# GenServer Bottlenecks

## Single Process Bottleneck

### The Problem

```elixir
# BAD - all requests through one process
defmodule Cache do
  use GenServer

  def get(key), do: GenServer.call(__MODULE__, {:get, key})
  def put(key, val), do: GenServer.call(__MODULE__, {:put, key, val})
end
```

Every request queues in the GenServer's mailbox.
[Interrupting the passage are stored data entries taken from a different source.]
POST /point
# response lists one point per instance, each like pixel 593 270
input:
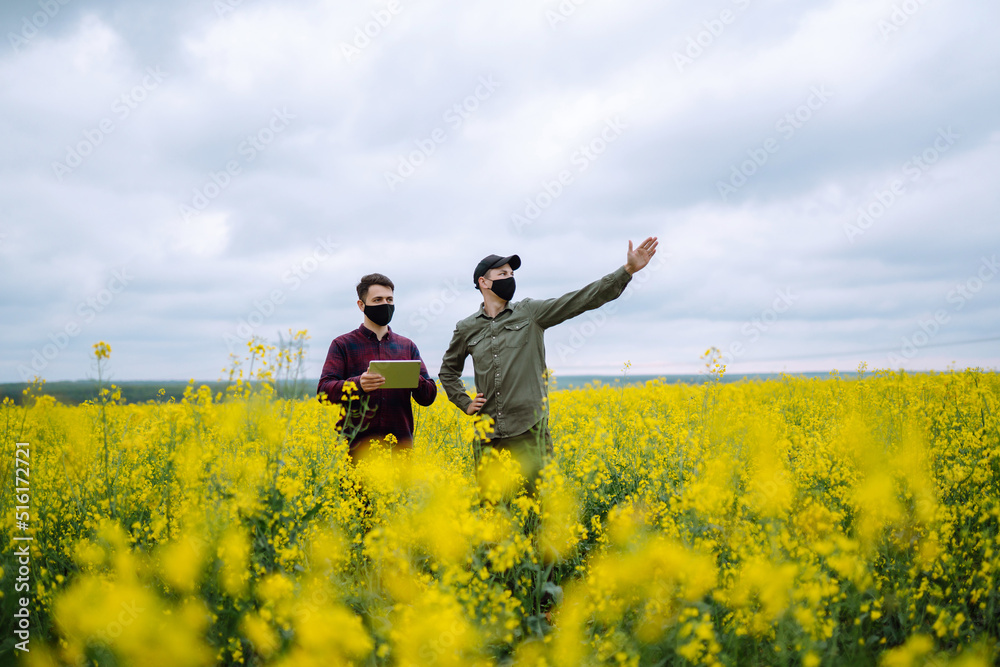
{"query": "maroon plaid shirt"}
pixel 389 410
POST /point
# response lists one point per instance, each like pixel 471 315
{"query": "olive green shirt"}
pixel 508 353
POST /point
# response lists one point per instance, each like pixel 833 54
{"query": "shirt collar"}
pixel 368 333
pixel 482 311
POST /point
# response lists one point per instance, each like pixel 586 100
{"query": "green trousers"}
pixel 530 449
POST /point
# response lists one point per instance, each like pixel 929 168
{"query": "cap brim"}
pixel 513 260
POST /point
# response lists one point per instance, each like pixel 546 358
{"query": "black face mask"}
pixel 504 288
pixel 380 314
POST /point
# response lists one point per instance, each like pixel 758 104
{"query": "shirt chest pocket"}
pixel 479 348
pixel 516 334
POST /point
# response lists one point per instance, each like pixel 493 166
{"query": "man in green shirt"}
pixel 506 341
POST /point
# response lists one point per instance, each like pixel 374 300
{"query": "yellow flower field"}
pixel 787 522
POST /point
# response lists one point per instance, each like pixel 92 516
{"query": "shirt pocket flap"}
pixel 476 339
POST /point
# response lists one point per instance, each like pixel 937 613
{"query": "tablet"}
pixel 397 374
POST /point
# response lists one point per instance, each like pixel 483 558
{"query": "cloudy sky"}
pixel 822 176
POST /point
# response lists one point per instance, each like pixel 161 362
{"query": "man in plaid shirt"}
pixel 373 413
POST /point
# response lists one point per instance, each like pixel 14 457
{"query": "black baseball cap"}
pixel 492 262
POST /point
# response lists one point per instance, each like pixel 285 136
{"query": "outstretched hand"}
pixel 637 259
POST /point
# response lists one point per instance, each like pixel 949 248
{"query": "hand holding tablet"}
pixel 402 374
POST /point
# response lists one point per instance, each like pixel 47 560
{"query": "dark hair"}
pixel 373 279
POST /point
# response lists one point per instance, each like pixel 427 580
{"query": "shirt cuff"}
pixel 621 276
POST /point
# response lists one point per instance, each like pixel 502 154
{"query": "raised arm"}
pixel 550 312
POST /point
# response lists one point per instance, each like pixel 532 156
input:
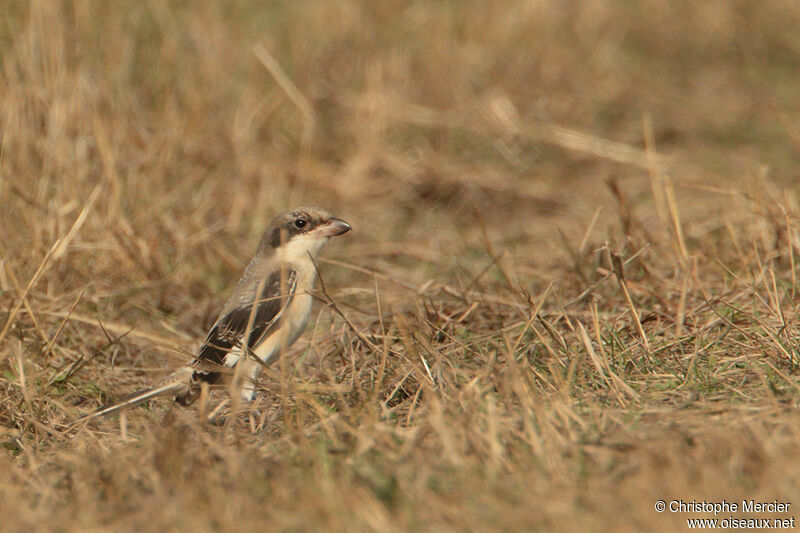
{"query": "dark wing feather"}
pixel 229 331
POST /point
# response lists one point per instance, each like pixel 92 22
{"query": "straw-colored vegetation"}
pixel 570 290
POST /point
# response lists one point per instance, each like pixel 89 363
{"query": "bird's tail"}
pixel 177 383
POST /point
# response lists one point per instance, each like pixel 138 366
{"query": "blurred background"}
pixel 157 140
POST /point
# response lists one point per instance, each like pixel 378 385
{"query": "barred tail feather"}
pixel 176 384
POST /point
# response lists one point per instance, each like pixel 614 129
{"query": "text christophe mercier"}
pixel 724 506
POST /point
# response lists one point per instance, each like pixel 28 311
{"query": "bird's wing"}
pixel 229 331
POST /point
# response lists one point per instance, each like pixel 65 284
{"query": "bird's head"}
pixel 302 231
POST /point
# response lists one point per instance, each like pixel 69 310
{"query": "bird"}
pixel 267 311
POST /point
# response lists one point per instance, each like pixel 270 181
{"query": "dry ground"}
pixel 570 290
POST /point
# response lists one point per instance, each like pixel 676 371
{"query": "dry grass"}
pixel 571 276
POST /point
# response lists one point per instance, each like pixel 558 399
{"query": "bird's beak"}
pixel 333 227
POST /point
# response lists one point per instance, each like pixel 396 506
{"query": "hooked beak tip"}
pixel 335 226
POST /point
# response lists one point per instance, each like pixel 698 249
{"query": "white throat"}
pixel 300 247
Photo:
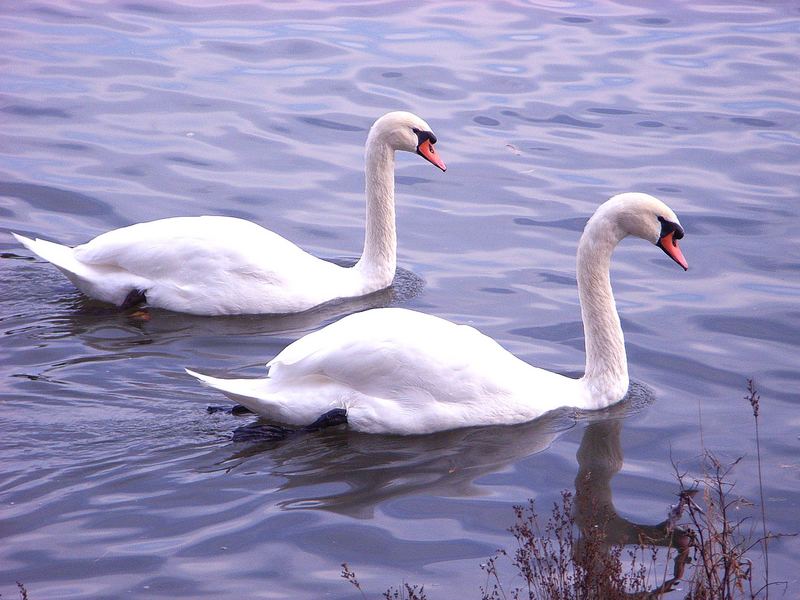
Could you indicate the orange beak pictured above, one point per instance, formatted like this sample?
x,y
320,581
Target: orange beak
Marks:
x,y
427,151
670,245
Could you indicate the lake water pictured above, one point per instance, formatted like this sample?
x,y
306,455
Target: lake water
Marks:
x,y
114,480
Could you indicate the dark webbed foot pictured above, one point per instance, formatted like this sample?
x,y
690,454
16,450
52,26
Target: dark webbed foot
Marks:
x,y
134,298
337,416
262,432
236,410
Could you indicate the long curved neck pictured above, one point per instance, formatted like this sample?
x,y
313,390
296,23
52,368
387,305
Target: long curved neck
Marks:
x,y
379,259
606,375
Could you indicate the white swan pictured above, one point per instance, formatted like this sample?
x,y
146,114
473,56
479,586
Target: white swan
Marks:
x,y
222,265
398,371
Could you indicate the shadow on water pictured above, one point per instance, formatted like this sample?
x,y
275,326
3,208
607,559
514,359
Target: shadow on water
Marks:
x,y
365,470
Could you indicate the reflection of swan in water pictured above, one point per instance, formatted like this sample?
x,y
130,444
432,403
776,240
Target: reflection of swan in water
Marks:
x,y
599,459
364,470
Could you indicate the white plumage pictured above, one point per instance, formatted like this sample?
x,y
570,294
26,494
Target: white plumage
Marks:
x,y
222,265
399,371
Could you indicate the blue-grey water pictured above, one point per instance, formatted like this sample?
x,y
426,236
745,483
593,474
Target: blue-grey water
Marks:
x,y
116,483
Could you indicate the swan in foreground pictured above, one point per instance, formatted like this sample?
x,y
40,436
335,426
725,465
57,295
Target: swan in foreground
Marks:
x,y
393,370
224,266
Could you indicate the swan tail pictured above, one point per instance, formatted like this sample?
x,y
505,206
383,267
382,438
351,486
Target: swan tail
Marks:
x,y
103,282
59,255
252,393
301,404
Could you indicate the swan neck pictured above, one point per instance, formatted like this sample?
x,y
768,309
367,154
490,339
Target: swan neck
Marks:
x,y
606,374
379,259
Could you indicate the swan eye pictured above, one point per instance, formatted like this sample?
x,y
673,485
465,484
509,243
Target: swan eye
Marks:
x,y
422,136
668,227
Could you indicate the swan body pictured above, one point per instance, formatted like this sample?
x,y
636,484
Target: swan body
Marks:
x,y
212,265
399,371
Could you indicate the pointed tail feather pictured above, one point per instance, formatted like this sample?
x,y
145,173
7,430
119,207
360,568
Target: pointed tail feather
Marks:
x,y
249,392
58,254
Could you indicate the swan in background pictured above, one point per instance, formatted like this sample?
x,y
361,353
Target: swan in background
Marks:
x,y
223,266
398,371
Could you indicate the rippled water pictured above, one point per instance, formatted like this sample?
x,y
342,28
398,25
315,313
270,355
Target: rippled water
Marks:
x,y
114,480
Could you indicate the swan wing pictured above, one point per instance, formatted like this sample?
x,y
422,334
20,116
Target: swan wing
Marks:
x,y
410,372
215,265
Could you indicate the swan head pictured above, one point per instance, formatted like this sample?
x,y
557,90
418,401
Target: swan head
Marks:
x,y
647,217
402,130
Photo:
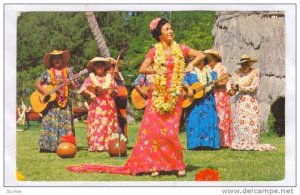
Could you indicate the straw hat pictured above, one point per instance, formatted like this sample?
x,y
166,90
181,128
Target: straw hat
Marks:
x,y
91,63
246,58
214,53
65,57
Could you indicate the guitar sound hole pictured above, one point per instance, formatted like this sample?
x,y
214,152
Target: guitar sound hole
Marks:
x,y
46,99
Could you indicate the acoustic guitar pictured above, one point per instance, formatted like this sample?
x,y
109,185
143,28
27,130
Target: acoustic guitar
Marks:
x,y
39,102
199,91
138,101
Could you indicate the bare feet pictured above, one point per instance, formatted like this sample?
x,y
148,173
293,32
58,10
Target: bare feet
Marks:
x,y
154,173
181,173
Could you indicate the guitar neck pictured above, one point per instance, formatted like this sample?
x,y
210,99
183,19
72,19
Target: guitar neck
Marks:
x,y
76,76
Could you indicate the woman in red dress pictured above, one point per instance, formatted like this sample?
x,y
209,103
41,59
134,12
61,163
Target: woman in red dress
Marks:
x,y
157,147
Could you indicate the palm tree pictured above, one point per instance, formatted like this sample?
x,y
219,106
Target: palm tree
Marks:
x,y
97,34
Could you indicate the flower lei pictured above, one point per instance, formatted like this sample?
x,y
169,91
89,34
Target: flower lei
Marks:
x,y
63,96
165,97
106,83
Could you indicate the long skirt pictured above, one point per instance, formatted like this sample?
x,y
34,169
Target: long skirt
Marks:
x,y
247,126
224,117
202,124
55,123
157,147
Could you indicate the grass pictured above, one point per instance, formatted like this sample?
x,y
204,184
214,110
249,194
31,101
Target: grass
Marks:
x,y
232,165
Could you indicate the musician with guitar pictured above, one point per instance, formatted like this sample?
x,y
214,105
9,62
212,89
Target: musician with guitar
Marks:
x,y
222,97
52,100
102,119
201,116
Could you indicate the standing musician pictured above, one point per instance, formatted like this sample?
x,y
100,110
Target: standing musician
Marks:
x,y
222,97
121,98
102,116
57,119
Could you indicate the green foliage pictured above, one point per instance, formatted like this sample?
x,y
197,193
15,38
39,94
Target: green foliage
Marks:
x,y
42,32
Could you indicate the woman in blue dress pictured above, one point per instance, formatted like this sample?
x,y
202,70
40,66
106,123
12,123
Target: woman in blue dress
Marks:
x,y
202,119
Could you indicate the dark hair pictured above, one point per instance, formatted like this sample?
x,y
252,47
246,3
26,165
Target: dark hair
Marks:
x,y
157,31
106,67
214,57
55,56
205,60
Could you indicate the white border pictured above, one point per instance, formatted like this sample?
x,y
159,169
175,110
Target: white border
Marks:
x,y
10,17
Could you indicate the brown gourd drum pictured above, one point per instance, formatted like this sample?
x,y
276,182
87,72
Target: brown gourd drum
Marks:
x,y
66,150
113,148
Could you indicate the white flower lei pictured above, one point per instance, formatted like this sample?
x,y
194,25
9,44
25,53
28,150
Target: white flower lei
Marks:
x,y
160,92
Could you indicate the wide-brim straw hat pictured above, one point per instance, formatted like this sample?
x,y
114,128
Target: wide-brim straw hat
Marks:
x,y
91,63
246,58
213,53
65,57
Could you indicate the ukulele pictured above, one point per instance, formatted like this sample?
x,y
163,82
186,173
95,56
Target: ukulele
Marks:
x,y
40,102
138,101
199,91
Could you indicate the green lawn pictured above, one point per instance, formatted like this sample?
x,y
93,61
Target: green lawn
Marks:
x,y
232,165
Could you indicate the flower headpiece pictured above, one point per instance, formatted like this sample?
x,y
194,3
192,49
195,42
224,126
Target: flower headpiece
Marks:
x,y
154,23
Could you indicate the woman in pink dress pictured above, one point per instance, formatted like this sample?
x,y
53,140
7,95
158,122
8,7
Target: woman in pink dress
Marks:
x,y
157,147
102,117
222,97
246,119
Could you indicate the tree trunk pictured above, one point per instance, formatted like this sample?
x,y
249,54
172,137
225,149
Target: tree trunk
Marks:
x,y
261,35
104,52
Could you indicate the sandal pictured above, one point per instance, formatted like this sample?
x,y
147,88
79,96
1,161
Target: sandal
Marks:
x,y
181,173
154,174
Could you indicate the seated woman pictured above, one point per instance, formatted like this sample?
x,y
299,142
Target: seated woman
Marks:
x,y
202,119
102,116
246,123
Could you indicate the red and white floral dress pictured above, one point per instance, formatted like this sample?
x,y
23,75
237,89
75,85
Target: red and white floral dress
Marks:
x,y
102,117
246,121
223,109
157,147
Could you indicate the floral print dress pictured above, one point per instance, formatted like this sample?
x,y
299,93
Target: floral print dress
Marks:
x,y
223,109
56,121
246,121
102,117
157,147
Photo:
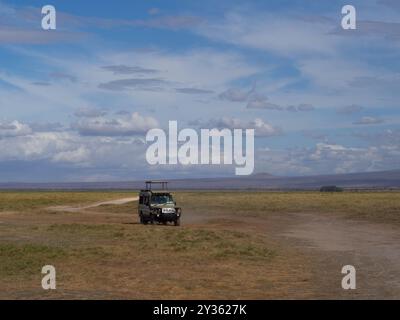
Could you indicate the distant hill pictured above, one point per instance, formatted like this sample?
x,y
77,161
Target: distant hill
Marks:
x,y
366,180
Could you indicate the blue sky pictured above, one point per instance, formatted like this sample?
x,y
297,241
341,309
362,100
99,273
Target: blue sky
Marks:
x,y
76,102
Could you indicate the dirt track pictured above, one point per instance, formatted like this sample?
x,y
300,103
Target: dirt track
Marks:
x,y
332,242
93,205
326,242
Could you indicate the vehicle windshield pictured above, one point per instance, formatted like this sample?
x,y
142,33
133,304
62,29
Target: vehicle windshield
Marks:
x,y
161,199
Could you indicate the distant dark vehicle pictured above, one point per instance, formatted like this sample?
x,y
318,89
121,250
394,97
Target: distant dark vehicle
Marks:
x,y
158,206
331,189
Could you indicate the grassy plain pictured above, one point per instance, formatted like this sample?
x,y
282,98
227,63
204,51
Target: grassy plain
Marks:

Under load:
- Mailbox grows unbounded
- Latency increases linearly
- Memory pressure from queued messages

### Solutions

**1. Use ETS for read-heavy workloads:**

```elixir
defmodule Cache do
  def init do
    :ets.new(:cache, [:set, :public, :named_table, read_concurrency: true])
  end

  def get(key), do: :ets.lookup(:cache, key)
  def put(key, val), do: :ets.insert(:cache, {key, val})
end
```

**2. Partition by key:**

```elixir
defmodule PartitionedCache do
  @partitions 16

  def get(key) do
    partition = :erlang.phash2(key, @partitions)
    GenServer.call(:"cache_#{partition}", {:get, key})
  end
end
```

**3. Use Registry for dynamic workers:**

```elixir
defmodule WorkerPool do
  def get_worker(key) do
    case Registry.lookup(MyRegistry, key) do
      [{pid, _}] -> pid
      [] -> start_worker(key)
    end
  end
end
```

## Blocking Operations

### The Problem

```elixir
# BAD - blocks entire GenServer
def handle_call(:fetch_external, _from, state) do
  result = HTTPClient.get!(url)  # 500ms+ network call
  {:reply, result, state}
end
```

All other messages wait during the HTTP call.

### Solutions

**1. Use Task.Supervisor for async work:**

```elixir
def handle_call(:fetch_external, from, state) do
  task = Task.Supervisor.async_nolink(MyApp.TaskSupervisor, fn ->
    HTTPClient.get!(url)
  end)
  {:noreply, Map.put(state, :pending, {from, task.ref})}
end

def handle_info({ref, result}, %{pending: {from, ref}} = state) do
  Process.demonitor(ref, [:flush])
  GenServer.reply(from, result)
  {:noreply, Map.delete(state, :pending)}
end

def handle_info({:DOWN, ref, :process, _pid, reason}, %{pending: {from, ref}} = state) do
  GenServer.reply(from, {:error, reason})
  {:noreply, Map.delete(state, :pending)}
end
```

**2. Use handle_continue for expensive init:**

```elixir
def init(args) do
  {:ok, %{}, {:continue, :load_data}}
end

def handle_continue(:load_data, state) do
  data = expensive_load()
  {:noreply, %{state | data: data}}
end
```

## Timeouts

### Configure Appropriately

```elixir
# Client-side timeout (use catch, not rescue - timeouts are exit signals)
def fetch(pid) do
  try do
    GenServer.call(pid, :fetch, 10_000)  # 10 second timeout
  catch
    :exit, {:timeout, _} -> {:error, :timeout}
  end
end

# Server-side timeout for idle
def handle_info(:timeout, state) do
  {:stop, :normal, state}
end

def handle_call(:work, _from, state) do
  {:reply, :ok, state, 30_000}  # 30s idle timeout
end
```

## Review Questions

1. Is this GenServer a potential bottleneck under load?
2. Are there blocking I/O operations in callbacks?
3. Would ETS be more appropriate for this use case?
4. Are timeouts configured appropriately?